SWEET CORN VS. FIELD CORN
- Only one percent of corn planted in the United States is sweet corn.
- 99 percent of corn grown in Ohio is “Field Corn.” When Ohio’s corn farmers deliver corn from the field, it’s “Field Corn.” It is not the sweet corn you might enjoy on the cob.
- Field corn is the classic big ears of yellow dented corn you see dried and harvested in the fall. It’s called “dent corn” because of the distinctive dent that forms on the kernel as the corn dries.
- While a small portion of “Field Corn” is processed for use as corn cereal, corn starch, corn oil and corn syrup for human consumption, it is primarily used for livestock feed, ethanol production and manufactured goods. It’s considered a grain.

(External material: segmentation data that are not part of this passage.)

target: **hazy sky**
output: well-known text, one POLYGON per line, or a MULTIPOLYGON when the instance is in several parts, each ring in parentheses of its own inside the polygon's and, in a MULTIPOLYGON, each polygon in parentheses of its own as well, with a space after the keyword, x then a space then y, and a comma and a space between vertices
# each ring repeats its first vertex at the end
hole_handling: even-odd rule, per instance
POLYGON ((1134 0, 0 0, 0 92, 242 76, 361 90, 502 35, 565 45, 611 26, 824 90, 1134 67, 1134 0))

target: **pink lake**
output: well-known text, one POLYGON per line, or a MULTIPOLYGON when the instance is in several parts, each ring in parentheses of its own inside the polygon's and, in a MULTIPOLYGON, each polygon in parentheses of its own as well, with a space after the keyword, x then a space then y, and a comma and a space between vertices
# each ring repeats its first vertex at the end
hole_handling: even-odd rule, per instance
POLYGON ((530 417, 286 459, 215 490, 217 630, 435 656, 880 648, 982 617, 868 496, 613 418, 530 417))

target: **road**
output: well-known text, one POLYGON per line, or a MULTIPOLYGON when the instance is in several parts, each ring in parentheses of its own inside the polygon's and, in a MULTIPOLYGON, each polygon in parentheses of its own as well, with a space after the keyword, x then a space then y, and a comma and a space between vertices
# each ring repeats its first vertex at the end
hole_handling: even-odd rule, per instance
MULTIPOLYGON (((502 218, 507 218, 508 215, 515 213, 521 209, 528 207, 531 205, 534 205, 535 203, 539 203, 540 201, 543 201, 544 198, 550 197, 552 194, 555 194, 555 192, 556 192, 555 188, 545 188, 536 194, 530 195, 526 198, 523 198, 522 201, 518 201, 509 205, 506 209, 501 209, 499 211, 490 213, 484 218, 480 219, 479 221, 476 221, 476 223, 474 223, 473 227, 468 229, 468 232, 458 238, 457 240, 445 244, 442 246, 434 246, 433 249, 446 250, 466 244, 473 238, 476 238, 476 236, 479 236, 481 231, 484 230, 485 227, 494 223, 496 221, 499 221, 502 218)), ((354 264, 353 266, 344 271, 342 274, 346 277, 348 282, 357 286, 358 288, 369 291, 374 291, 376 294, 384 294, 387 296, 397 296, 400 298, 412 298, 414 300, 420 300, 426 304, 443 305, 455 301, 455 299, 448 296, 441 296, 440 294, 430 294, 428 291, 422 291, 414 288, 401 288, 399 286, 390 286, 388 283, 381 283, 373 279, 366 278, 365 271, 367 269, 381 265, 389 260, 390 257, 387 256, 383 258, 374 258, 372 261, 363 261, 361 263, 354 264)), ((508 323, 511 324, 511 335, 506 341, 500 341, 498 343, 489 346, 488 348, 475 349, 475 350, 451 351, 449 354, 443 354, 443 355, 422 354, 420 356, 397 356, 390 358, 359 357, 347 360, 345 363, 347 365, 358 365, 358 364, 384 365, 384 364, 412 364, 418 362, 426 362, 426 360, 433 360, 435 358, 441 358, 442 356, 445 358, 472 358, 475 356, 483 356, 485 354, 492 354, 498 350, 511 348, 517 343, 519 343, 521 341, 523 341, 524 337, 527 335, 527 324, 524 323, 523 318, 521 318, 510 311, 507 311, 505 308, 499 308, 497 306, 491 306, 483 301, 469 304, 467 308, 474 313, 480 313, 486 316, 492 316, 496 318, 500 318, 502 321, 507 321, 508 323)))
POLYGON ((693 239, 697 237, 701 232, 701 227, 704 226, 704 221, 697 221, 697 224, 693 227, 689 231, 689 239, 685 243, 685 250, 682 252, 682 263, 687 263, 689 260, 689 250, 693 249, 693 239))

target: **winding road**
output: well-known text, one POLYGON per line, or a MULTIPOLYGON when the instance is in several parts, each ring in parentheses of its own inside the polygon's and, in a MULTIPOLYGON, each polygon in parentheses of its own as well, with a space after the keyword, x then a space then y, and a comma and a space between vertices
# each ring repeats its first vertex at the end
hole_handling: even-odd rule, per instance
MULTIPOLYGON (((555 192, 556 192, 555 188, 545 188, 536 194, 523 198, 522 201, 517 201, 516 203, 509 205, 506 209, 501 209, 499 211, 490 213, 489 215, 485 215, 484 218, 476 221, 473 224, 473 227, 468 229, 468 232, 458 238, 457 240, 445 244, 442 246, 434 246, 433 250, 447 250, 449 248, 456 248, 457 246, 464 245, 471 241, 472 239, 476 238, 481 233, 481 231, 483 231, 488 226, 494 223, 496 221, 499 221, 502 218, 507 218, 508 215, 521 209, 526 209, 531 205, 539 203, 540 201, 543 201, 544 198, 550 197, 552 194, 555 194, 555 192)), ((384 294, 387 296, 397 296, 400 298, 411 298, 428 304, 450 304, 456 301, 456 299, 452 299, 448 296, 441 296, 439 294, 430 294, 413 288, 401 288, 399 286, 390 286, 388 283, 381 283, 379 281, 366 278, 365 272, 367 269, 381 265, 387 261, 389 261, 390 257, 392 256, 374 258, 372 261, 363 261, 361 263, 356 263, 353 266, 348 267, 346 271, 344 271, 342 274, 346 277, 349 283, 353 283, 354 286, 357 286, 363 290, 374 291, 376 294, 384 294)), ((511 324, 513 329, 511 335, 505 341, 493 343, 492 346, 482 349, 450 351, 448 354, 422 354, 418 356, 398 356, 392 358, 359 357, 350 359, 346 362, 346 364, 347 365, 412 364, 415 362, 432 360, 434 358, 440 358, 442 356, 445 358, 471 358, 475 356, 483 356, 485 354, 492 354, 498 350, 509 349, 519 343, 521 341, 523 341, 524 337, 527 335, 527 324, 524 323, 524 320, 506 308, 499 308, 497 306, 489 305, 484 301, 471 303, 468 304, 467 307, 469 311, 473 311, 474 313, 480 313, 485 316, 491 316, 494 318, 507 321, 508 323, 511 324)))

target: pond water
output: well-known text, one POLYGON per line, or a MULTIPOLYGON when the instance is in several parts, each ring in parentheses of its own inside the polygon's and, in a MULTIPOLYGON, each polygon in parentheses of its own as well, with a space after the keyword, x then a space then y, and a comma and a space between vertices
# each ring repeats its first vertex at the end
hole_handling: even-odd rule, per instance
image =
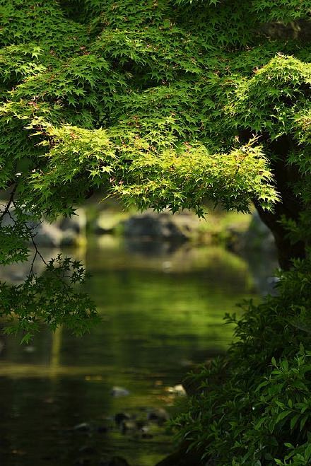
POLYGON ((105 236, 78 254, 101 322, 82 338, 65 329, 42 329, 23 346, 1 337, 1 466, 99 465, 116 455, 153 466, 172 450, 170 431, 150 423, 122 433, 115 416, 172 415, 171 388, 225 349, 223 315, 256 295, 247 264, 221 248, 105 236))

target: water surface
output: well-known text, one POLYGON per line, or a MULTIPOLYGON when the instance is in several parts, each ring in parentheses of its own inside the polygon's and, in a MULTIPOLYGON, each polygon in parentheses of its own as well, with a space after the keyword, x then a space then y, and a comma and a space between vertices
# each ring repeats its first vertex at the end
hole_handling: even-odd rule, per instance
POLYGON ((221 248, 105 236, 80 254, 101 323, 82 338, 42 329, 28 346, 4 339, 1 465, 99 465, 119 455, 153 466, 172 449, 170 433, 153 425, 152 437, 124 435, 115 415, 172 414, 170 388, 225 349, 233 330, 223 315, 255 294, 246 263, 221 248), (113 397, 116 385, 129 395, 113 397))

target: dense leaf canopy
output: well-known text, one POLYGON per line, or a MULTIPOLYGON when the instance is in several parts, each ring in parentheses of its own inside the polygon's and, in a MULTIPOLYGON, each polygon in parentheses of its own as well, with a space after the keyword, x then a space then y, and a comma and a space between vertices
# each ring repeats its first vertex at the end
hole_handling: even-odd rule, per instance
POLYGON ((306 206, 309 3, 0 0, 0 261, 26 259, 26 221, 98 189, 141 209, 269 211, 281 159, 306 206))

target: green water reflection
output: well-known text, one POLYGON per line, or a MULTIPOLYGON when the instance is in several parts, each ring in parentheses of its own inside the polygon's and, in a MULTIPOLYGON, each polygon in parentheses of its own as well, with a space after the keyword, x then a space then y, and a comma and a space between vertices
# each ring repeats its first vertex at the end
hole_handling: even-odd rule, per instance
POLYGON ((151 438, 115 426, 102 431, 118 412, 146 418, 153 407, 173 410, 168 387, 180 383, 191 363, 225 349, 232 328, 223 325, 224 313, 254 295, 247 264, 219 248, 172 251, 105 237, 83 256, 100 325, 81 339, 43 329, 26 348, 6 337, 1 465, 98 465, 112 455, 132 466, 154 465, 172 449, 165 429, 151 438), (115 385, 129 395, 112 396, 115 385), (87 431, 73 430, 83 422, 87 431))

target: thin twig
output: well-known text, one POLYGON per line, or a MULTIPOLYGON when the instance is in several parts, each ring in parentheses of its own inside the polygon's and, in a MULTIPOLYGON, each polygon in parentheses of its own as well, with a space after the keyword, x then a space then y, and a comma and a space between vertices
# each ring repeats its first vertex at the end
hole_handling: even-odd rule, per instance
POLYGON ((8 199, 8 202, 4 211, 0 215, 0 223, 2 221, 4 216, 6 215, 6 214, 8 214, 8 211, 9 211, 9 209, 11 207, 11 204, 13 202, 14 194, 16 192, 16 190, 17 190, 17 183, 15 184, 14 187, 13 188, 12 192, 10 194, 10 199, 8 199))

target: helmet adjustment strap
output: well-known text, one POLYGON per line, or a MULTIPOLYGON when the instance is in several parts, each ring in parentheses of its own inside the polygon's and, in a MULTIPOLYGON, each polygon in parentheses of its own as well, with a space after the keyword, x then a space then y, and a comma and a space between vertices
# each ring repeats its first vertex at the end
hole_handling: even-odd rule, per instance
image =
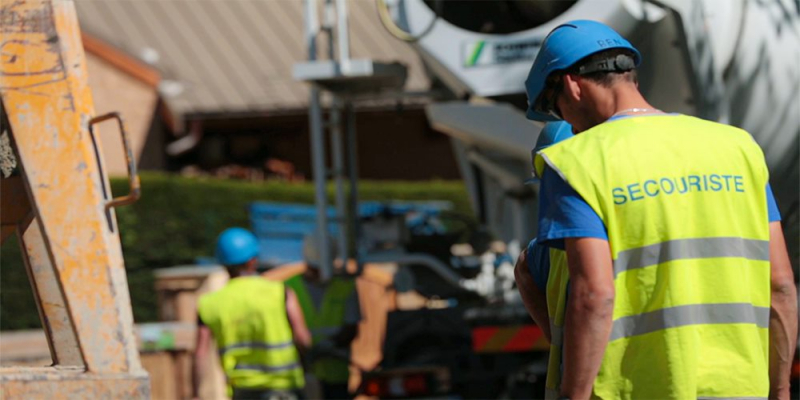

- Sweet corn is what people purchase fresh, frozen or canned for eating. It’s consumed as a vegetable. Unlike “Field Corn,” which is harvested when the kernels are dry and fully mature, sweet corn is picked when immature.
WHAT IS IT USED FOR?
DEBUNKING FOOD VS. FUEL MYTH
There is a significant amount of misinformation on the internet regarding the relationship between corn and the price of food in the grocery stores. Let’s take a look at the facts:
- In 2015, U.S. corn farmers produced a record-breaking crop. However, the price of corn is the lowest it’s been in three years, yet food prices have not come down.
- Only 16 percent of grocery costs can be traced back to farm inputs, like corn. The rest goes to costs such as energy, transportation, packaging, marketing and labor.
- Oil, not corn, has been driving up global food prices. The World Bank conducted research determining crude oil as the number one determinant of global food prices. The cost of energy from oil is integral to so much of the 84 percent of what makes up grocery costs. When the price of oil goes up, so does food prices.
- The great thing about corn is that it provides:
- A renewable, environmentally-friendly fuel source (Ethanol)
- Animal feed for livestock which is important to our food supply
- Exports supplying the world with corn and corn products which boosts our economy
- Food ingredients necessary for preparing many of our favorite meals
- Bio-based, renewable materials for industrial uses such as bioplastics
OTHER FUN CORN FACTS
- Corn can be produced in various colors including blackish, bluish-gray, purple, green, red and white but the most common color grown is yellow.
- There is one silk for every kernel that grows in an ear of corn.
- The number of kernels per ear can vary from 500 to about 1,200, but a typical ear would have 800 kernels in 16 rows.
- Corn is grown in every continent except Antarctica.
- One acre of corn is about the size of a football field.
- A bushel of corn is 56 pounds, about the weight of a large bag of dog food.
- A single corn bushel can sweeten about 400 cans of soda pop.